I blew out a breath and saw Shaw raise an eyebrow at me. This is where the favor I asked for came in.



“Only Asa isn’t dead or in jail. He’s here in Denver and he brought all the crap from Woodward here with him. There’s a guy named Silas in town who does really awful things for really terrible people back home. He’s the one who tried to break into the house when Cora was home. Apparently, Asa took something—some important book—from a biker gang and they want it back, bad. Silas will do whatever it takes to get the gang’s book, and I know Asa well enough to know he’ll do whatever he has to in order to keep it, if he thinks he can make money off of it. Asa has always counted on me to fix all his problems and I have no doubt my mom sent him out here for me to take care of him.”



Shaw clicked her fingernails on the table and tilted her head to one side.



“All right, Ayd. That sucks, really sucks, and I’m glad you finally told me all of it. I could kill the people who’ve hurt you. But I just don’t understand what any of this terrible story has to do with you breaking up with Jet, when you are clearly head over heels for him? When he would never treat you badly.”



I cringed, because there wasn’t anything in this world that was ever going to erase the look on his face when I dropped him off at the studio. The light that circled the outside of those midnight eyes had dimmed to the point of being black.



“We weren’t together, so I didn’t really break up with him.” That was as much as I could minimize the damage even if it was a blatant lie. I hadn’t just walked away from him and whatever it was we were building together, I had done what I do best—run.



I was startled because even though Shaw was tiny, when she wanted to, she had enough attitude to seem much bigger. I wasn’t expecting her to push away from the table and I wasn’t expecting her to glare down at me like I had just kicked her puppy across the room.



“We agreed on the truth, Ayd. If you can’t do that, then I’m not sitting here listening to this anymore. I’m already pretty pissed that you think any of that stuff in your past would have mattered to me. You know for a fact Rule was a manwhore, probably more of a slut than anyone really knows, and I loved him anyway. I would like to think that after our friendship took root, you would have known that I would have looked past anything to see all the wonderful things that make you, you.”



She was going to leave. She was actually walking away from me in a huff when I reached out a hand and clamped onto her arm. My brain was having a hard time getting around the fact she was angry about Jet, about how I had treated him, and not the fact I was asking to borrow twenty grand and the fact my past was so ugly and that I had kept it from her for so long.



“Shaw.” I was trying to find the words but she was on a roll.



“No, Ayd, you listen to me. I saw you with him the other night. Hell, I’ve seen the way you’ve watched him for over a year. No, he isn’t a guy who’s going to work in a cubicle and push paper around for a set salary. He is the guy who will turn you inside out, and make you forget about all those stupid boundaries you’ve set for yourself because you’re scared. Jet isn’t going to care about your past; he has one of his own that isn’t pretty. But, like a coward, instead of talking to him about it, you ran away from him when he needed you. You dropped him when he’s getting ready to go on tour for three months, and practically dared him to stick his dick in every European groupie who looks his way, just to get you off his mind.”

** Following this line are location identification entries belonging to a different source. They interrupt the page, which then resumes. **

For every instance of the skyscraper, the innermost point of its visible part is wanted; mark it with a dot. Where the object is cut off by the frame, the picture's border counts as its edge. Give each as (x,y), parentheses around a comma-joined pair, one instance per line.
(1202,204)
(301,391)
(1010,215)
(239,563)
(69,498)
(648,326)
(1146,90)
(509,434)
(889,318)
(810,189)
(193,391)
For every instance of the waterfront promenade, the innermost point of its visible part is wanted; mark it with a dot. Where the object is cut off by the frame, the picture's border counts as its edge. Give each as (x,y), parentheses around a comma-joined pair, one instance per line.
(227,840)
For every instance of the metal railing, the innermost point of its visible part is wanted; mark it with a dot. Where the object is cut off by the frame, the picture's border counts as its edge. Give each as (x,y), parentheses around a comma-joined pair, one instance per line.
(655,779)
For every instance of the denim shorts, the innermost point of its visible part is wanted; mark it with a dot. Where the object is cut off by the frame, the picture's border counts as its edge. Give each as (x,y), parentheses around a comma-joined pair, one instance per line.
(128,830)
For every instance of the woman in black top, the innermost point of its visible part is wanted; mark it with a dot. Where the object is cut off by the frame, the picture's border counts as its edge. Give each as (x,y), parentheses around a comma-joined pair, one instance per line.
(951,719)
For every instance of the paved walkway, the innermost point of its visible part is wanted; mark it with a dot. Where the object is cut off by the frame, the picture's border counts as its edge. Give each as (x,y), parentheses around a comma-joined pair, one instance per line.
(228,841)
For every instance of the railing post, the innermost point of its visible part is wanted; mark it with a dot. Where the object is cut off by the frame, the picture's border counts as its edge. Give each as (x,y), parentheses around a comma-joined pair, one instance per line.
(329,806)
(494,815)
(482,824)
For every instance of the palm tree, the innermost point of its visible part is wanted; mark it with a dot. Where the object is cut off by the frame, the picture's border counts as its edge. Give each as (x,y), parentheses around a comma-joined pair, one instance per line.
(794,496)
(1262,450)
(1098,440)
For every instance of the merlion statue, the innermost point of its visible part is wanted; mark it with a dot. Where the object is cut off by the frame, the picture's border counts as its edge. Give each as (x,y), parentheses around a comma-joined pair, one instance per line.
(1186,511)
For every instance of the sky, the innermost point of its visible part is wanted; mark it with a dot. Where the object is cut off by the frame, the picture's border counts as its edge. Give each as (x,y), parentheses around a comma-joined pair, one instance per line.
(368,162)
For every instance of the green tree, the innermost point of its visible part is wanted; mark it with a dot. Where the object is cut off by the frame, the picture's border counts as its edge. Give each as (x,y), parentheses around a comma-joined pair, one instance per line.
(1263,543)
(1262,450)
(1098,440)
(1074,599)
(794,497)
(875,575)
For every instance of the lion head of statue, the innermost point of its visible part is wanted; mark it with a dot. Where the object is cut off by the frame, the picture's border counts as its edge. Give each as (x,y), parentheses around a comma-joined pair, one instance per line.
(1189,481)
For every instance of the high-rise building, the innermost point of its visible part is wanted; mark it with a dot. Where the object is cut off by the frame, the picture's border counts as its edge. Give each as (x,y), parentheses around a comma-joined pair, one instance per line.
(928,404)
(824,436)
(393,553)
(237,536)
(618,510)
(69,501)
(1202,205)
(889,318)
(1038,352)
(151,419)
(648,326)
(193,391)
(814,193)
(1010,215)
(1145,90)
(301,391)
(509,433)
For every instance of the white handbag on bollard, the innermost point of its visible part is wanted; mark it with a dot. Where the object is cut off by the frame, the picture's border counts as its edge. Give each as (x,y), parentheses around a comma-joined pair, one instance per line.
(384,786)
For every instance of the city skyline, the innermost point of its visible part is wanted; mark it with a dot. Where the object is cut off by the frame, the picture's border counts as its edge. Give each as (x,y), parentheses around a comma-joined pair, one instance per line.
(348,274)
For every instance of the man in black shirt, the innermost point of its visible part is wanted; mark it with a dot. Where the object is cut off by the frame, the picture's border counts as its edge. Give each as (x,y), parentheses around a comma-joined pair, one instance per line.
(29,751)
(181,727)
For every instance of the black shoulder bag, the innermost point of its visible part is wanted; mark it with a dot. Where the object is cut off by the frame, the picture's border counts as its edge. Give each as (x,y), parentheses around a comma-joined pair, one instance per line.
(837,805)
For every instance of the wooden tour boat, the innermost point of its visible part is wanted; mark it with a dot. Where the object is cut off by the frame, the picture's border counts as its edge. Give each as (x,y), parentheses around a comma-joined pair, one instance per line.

I pulled her back into the seat across from me, and waited until the curious stares her outburst had garnered died down. My heart already felt like a heavy stone in the center of my chest. When Jet hadn’t come home last night, every worst-case scenario I could come up with played through my head on an endless loop for hours. For the first time in forever, I cried myself to sleep while I was still wearing his shirt and wishing he were there to make it better.